Jane (Mia Wasikowska) survives a harsh upbringing after being orphaned, and sets off into the world as a governess. She lands a job at Thronfield Hall under the employment of the abrupt Mr. Rochester (Michael Fassbender). A relationship develops, but a dark secret threatens to rip the lovebirds apart.
When adapting classic novels, the main goal of any filmmaker has to be making the story relevant for the audience. An alarming trend is to make one of the main characters a vampire or a ditzy socialite. Fukunaga has taken the traditional approach, and given the setting a gothic feel that adds authenticity to the story.
Making ‘Jane Eyre’ stand out from other adaptations is the haunting vibe that runs through the film. It puts you on edge and the tension is wound tight.
The cast is outstanding – Wasikowska has maturity beyond her years and gives a lot of strength to her character, which is important when playing one of the first literary feminist icons.
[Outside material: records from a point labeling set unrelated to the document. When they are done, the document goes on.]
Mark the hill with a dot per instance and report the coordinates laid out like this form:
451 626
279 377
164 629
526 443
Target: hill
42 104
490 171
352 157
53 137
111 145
Fassbender continues his golden run (see ‘X-Men: First Class’ and ‘Inglorious Basterds’) and solidifies his leading man status as the tormented Mr. Rochester. Providing fine support are Jamie Bell, Sally Hawkins and Judi Dench.
The run time is a problem, as two hours is way too long and the material could have been punchier with finer editing. The pacing is slow and, unless you’re a big fan of the source material, you may struggle to engage with the story and have to stifle a few yawns.
‘Jane Eyre’ is a good adaptation that will keep Jane Eyre-hards happy, but it never rises to the claims of greatness lavished upon the book.